Addressing a special press briefing in Accra on Monday to respond to issues raised in the 2022 Annual Report and Financial Statements of the Bank and the construction of the new head office building, the Governor of the BoG, Dr Ernest Addison, said at the end of 2019, through prudent economic management, macroeconomic fundamentals had been well anchored.
He said the Bank of Ghana reported profits of GH¢1.6 billion in 2019, GH¢1.5 billion in 2020 and GH¢1.4 billion in 2021.
Dr Addison said the gains made by the BoG was, however, eroded as a result of the outbreak of the COVID-19 pandemic at the turn of 2020, which placed significant financing burden on the government.
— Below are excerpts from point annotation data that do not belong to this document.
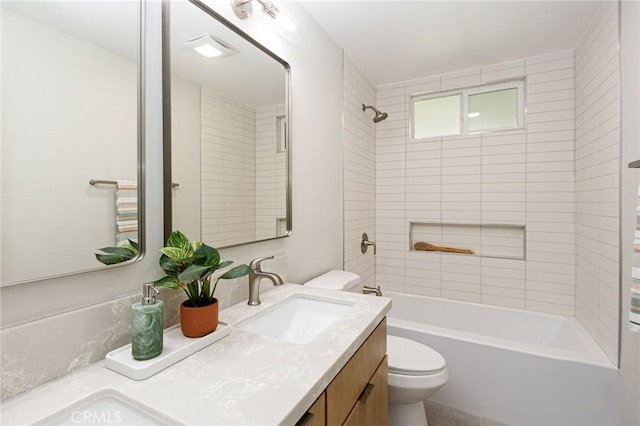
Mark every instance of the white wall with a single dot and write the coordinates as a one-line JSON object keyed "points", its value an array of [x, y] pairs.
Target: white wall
{"points": [[50, 310], [72, 99], [630, 179], [521, 177], [228, 170], [271, 173], [359, 171], [597, 178], [185, 155]]}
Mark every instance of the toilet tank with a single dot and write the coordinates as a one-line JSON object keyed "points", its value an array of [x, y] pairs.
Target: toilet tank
{"points": [[336, 280]]}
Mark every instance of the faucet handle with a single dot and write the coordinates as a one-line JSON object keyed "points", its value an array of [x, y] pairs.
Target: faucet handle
{"points": [[255, 263]]}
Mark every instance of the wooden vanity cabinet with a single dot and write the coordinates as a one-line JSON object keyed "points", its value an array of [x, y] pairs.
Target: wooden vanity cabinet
{"points": [[357, 396]]}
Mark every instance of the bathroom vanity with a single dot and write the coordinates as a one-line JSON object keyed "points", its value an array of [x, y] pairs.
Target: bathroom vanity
{"points": [[245, 378], [358, 394]]}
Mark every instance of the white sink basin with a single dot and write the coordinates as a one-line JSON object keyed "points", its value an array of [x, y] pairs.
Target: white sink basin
{"points": [[106, 408], [298, 319]]}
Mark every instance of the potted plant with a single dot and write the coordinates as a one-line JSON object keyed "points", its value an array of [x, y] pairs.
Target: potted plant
{"points": [[189, 267]]}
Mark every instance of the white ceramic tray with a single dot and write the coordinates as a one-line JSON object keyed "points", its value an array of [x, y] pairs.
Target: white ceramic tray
{"points": [[176, 347]]}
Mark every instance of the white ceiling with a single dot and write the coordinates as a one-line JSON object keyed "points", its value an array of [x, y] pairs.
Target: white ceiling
{"points": [[393, 41]]}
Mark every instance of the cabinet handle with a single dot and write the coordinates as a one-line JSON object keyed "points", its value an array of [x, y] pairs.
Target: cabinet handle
{"points": [[365, 393], [306, 419]]}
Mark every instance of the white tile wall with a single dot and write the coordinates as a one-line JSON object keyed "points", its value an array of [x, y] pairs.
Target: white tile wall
{"points": [[228, 170], [359, 171], [271, 177], [522, 177], [597, 177]]}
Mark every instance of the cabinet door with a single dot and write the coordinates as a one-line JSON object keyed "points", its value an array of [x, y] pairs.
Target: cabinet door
{"points": [[316, 415], [348, 385], [371, 409]]}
He said through the swift intervention of the international financial institutions, the International Monetary Fund (IMF) through the Rapid Credit Facility and the World Bank, a significant portion of the government’s financing obligation was met.
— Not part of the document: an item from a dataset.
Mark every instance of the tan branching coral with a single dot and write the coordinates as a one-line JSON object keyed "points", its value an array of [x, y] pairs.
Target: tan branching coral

“The BoG, following prudent management, had built enough buffers and policy space, which enabled it to trigger the emergency financing exception under Section 30 (6) of the Bank of Ghana Act, Act 612 as amended, to provide the needed additional financing support through the purchase of GH¢10 billion of the Government’s COVID-19 bonds, which helped to close the exceptional financing gap,” he said.
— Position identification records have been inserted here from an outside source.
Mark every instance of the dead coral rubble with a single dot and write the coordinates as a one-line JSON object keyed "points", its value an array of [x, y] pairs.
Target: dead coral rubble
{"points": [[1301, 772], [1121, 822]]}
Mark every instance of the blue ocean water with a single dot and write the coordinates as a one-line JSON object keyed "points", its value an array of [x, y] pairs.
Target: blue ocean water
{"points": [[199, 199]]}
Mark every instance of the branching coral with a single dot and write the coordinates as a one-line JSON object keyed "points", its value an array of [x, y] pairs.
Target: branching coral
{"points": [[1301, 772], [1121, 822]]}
The Governor said to address looming debt crisis and balance of payment challenges, the government approached the IMF in July 2022 for support, and as part of the policy reforms of the programme, which included a Domestic Debt Exchange, the BoG had to suffer a 50 percent haircut on Bank of Ghana’s holdings of government’s non-marketable debt, accounting for the losses the BoG incurred in 2022.
“The debt included all the legacy debts of the government of Ghana dating back to 1992 and included the accrued overdraft of 2022, overdraft to COCOBOD, the Covid-19 Bond, and even BoG holdings of Telecom Malaysia (Ghana Telecom Bonds) Bonds and Tema Oil Refinery (TOR) bonds issued by government,” Dr Addison, stated.
On the negative equity of the BoG, the Governor explained it was not the first time the bank had suffered that, indicating, “During the early years of structural adjustment, very large exchange rate depreciations led to revaluation losses that drove the bank into negative equity. Indeed, anytime the economy faces major challenges, the Bank of Ghana balance sheet suffers, and the equity position moves into negative territories.”
He said in 2017 and 2018, the Bank of Ghana incurred similar negative equity from the impairment of legacy liquidity support loans granted in 2015 and 2016 to insolvent banks.
“It is worth noting that Central Banks are not commercial banks. Bank of Ghana’s current financial condition will not impact negatively on the operations of the bank. The Bank of Ghana has sufficient capital amounting to about 15 per cent of its total liabilities and the bank will also manage to reduce its operational costs during this period,” Dr Addison stated.